A few questions can help you determine whether or not you’re buying from a reputable breeder. The first is to ask about the parents’ medical history. Breeders should have paperwork from official sources that indicate whether or not they’ve been tested for hip dysplasia or eye problems.
Questions to Ask A Labradoodle Breeder:
- Are the parents in this litter OFA-certified? What is their health history?
- Have they been bred before and how healthy are the puppies of those litters? Do they keep track of those puppies?
- How many times a year is the mother bred (I recommend one litter a year per mother)?
- How old was the father/sire when he bred the mother? (there are pros/cons of the age of stud dogs; some feel that older stud dogs who are still healthy and active have the best genes that you want to pass on).
If the breeder is unable to provide this information to you, then it’s best to walk away. Even if they lower the price of their puppies, you’ll likely end up spending even more on vet visits and care for your sick puppy.
It can be difficult to find reputable breeders because Labradoodles aren’t officially part of the ACK. As such, there aren’t records about their health or breeders selling them. That being said, you can find several online communities that can help point you in the right direction.
How Can You Care For Your Labradoodle?
What are the best methods to keep your Labradoodle as healthy as possible?
- See your vet on their recommended schedule and follow their preventative health plan. These differ based on geographic location and lifestyle so there’s not one simple all-encompassing plan for everyone that I would talk about here.

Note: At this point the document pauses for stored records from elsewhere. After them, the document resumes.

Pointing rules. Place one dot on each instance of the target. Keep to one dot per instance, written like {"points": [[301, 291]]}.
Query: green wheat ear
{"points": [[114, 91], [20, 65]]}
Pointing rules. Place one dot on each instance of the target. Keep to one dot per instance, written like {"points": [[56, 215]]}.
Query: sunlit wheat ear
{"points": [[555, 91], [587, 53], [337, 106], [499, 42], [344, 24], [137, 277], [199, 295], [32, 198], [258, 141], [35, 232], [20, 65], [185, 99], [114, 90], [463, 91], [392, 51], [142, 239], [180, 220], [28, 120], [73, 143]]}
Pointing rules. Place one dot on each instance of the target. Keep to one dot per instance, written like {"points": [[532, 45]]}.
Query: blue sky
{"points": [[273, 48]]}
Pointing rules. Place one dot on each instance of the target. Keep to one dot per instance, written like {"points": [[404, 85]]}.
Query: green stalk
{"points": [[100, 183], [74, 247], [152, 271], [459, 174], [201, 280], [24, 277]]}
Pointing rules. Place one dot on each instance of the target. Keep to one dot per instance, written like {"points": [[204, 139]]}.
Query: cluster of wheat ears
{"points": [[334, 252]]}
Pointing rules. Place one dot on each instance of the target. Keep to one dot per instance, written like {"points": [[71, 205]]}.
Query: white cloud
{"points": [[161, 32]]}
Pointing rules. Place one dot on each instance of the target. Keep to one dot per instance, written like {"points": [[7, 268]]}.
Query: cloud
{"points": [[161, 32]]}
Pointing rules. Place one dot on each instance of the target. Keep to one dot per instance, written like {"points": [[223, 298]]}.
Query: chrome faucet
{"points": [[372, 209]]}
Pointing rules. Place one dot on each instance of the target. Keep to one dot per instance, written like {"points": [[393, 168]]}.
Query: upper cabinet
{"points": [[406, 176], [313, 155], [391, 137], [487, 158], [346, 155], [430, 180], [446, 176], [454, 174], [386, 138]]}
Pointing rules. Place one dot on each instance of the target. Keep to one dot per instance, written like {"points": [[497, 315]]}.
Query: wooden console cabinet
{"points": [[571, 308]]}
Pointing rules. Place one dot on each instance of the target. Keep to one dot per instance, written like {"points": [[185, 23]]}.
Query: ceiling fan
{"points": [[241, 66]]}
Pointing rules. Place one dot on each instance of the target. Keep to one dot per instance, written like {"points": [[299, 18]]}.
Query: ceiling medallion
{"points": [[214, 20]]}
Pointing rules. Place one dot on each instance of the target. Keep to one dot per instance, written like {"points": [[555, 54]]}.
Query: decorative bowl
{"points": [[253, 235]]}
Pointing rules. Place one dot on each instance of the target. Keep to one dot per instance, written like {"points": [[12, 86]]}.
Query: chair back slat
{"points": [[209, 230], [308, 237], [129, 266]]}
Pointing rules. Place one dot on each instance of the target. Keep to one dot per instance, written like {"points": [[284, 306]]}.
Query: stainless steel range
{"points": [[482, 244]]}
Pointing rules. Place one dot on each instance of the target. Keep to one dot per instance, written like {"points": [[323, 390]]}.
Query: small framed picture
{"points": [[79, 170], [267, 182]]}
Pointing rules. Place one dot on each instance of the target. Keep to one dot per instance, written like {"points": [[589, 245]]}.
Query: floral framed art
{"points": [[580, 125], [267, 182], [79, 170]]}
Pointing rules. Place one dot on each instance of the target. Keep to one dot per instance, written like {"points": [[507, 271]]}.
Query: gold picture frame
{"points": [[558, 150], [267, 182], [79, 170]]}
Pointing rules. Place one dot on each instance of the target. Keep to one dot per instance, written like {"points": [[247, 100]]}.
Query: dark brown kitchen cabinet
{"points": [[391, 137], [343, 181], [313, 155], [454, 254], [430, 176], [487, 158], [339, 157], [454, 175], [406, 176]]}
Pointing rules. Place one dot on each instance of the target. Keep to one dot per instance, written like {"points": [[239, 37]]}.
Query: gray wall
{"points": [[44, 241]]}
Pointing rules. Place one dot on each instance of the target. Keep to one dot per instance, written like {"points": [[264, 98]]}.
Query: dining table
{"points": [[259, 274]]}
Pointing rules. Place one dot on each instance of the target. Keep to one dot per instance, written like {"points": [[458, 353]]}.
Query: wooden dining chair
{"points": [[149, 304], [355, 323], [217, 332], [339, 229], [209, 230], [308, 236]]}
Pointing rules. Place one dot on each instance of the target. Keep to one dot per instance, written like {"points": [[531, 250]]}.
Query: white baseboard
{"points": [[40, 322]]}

- Start doing annual blood tests at 5-6 years of age to monitor for any early markers of disease.
- Feed a reasonably good quality food. Grain-free diets have no scientific backing and I don’t know of a single vet who think that they should be used without a specific reason (food sensitivities/allergies being the only ones). Limit people food and dog snacks in general. Dog food doesn’t have to cost $50 or more for a 20lb bag.
- Mental stimulation is a must – these dogs are intelligent and need to be challenged. Plenty of toys, playful interaction, training, and interaction with other dogs are recommended.

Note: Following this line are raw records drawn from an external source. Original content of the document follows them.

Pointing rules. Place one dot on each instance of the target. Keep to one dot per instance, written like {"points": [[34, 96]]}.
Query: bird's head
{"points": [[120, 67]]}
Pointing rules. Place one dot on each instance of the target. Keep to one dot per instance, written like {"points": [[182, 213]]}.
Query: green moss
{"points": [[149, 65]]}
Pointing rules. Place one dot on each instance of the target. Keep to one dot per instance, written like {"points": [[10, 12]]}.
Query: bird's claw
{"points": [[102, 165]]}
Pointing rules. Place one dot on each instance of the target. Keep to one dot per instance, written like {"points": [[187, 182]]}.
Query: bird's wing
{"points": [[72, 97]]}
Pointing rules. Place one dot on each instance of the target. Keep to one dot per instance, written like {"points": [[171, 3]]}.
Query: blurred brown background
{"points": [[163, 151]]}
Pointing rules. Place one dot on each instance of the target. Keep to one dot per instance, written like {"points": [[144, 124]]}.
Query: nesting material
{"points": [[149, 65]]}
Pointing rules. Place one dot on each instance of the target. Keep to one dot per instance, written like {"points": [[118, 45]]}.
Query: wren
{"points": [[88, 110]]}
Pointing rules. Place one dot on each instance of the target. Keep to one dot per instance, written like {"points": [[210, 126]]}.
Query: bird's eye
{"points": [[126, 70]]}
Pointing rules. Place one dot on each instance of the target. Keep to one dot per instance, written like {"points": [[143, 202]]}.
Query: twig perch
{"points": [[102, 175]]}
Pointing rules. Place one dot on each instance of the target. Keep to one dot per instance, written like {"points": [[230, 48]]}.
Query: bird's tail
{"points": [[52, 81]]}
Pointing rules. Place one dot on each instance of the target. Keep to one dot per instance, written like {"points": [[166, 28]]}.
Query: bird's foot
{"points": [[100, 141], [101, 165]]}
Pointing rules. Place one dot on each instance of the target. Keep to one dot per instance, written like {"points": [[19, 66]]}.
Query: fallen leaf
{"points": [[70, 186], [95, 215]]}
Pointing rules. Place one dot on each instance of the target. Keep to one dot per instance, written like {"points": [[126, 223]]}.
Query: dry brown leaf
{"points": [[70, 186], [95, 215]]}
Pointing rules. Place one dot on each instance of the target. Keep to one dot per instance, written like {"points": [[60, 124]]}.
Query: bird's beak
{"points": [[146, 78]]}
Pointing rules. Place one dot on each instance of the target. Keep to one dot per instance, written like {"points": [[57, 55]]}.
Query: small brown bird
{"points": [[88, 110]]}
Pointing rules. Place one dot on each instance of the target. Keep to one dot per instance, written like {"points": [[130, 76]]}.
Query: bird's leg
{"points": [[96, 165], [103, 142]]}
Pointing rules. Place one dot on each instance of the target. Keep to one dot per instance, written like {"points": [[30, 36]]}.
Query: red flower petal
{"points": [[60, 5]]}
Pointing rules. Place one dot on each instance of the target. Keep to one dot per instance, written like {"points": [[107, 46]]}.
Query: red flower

- Physical exercise is also great. Daily walks are ideal but a trip to the dog park on occasion based on your dog’s needs are great ways to get that exercise.

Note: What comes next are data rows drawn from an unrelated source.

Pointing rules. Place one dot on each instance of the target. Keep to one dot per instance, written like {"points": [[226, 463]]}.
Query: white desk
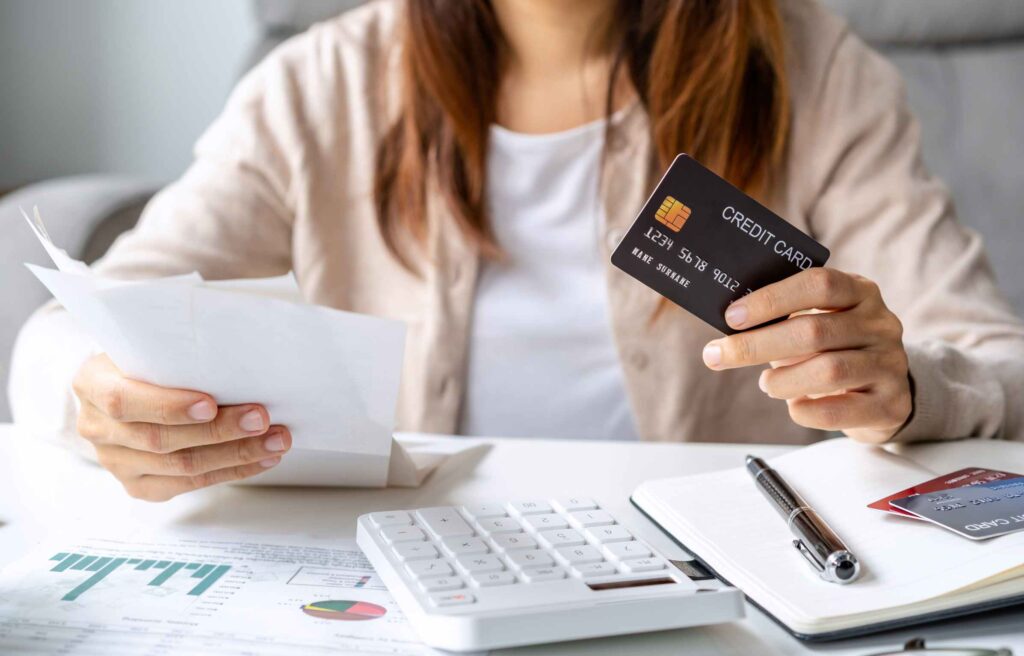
{"points": [[42, 488]]}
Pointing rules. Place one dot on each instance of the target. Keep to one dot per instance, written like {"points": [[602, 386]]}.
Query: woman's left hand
{"points": [[842, 366]]}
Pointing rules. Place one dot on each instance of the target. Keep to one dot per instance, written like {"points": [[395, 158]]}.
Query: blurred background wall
{"points": [[114, 86]]}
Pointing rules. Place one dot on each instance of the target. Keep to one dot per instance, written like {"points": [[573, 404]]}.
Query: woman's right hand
{"points": [[161, 442]]}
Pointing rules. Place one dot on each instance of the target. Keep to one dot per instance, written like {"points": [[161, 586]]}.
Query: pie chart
{"points": [[348, 611]]}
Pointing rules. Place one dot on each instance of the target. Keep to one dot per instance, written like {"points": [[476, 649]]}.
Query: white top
{"points": [[542, 361]]}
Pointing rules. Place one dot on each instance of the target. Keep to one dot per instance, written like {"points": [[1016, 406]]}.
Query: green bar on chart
{"points": [[95, 578], [70, 560], [167, 573], [210, 579], [85, 562]]}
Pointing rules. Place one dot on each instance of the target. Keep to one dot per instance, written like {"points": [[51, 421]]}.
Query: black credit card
{"points": [[702, 244]]}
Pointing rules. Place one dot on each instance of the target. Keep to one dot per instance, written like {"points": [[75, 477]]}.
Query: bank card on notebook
{"points": [[977, 512], [960, 478], [702, 244]]}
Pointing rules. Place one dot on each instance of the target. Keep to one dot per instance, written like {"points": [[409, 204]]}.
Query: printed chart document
{"points": [[331, 377], [200, 593]]}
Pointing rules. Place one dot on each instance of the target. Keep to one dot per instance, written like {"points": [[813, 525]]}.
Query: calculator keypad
{"points": [[448, 552]]}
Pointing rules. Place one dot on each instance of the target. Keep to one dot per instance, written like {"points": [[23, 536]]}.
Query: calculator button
{"points": [[458, 545], [576, 555], [487, 579], [444, 522], [612, 533], [530, 559], [500, 525], [561, 537], [642, 565], [569, 504], [543, 574], [390, 519], [512, 541], [435, 567], [474, 564], [402, 534], [542, 522], [415, 551], [453, 599], [483, 511], [440, 583], [584, 519], [623, 551], [529, 508], [594, 569]]}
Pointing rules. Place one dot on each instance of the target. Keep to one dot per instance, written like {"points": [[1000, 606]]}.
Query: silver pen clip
{"points": [[818, 566]]}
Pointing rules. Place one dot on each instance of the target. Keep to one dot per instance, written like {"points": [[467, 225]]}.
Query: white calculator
{"points": [[492, 575]]}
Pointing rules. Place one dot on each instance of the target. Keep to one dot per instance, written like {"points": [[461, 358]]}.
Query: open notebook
{"points": [[912, 571]]}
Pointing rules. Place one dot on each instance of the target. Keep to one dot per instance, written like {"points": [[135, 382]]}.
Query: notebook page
{"points": [[903, 561]]}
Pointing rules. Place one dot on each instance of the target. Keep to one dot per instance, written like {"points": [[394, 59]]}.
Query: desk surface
{"points": [[44, 489]]}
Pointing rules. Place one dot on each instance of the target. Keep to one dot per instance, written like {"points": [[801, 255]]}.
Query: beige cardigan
{"points": [[282, 180]]}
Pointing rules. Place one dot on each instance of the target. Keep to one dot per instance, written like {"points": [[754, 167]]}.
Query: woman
{"points": [[467, 167]]}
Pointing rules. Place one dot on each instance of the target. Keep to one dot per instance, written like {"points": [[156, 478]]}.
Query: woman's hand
{"points": [[841, 367], [161, 442]]}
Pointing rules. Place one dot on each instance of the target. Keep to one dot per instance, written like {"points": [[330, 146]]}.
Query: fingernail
{"points": [[713, 355], [251, 421], [203, 411], [736, 315], [274, 443]]}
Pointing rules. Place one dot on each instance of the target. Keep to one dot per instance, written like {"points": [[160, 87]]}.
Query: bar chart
{"points": [[102, 566]]}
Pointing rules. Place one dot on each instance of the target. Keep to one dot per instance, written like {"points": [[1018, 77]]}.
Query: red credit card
{"points": [[960, 478]]}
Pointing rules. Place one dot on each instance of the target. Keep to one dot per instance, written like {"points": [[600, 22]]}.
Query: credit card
{"points": [[976, 512], [702, 244], [960, 478]]}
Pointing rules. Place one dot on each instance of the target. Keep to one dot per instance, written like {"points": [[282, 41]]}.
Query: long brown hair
{"points": [[710, 74]]}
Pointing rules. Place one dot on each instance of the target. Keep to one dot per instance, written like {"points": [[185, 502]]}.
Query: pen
{"points": [[819, 543]]}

Do Labradoodles Need To Be Shaved?
For medical reasons, no. They don’t need to have their coats trimmed unless it’s causing matting or problems keeping the dog clean. However, most Labradoodle owner will have their dog trimmed to maintain the face appearance at the very least. My clients have told me that they usually take their Doodle to the groomer every 2-4 months, depending on the kind of look they want to maintain.
Labradoodles can be a great addition to the family. However, it’s vital that you take the necessary precautions and steps when dealing with a breeder. Learning about the puppy’s parents and asking your breeder questions can determine how healthy your puppy is and the kind of life you can have with your Labradoodle.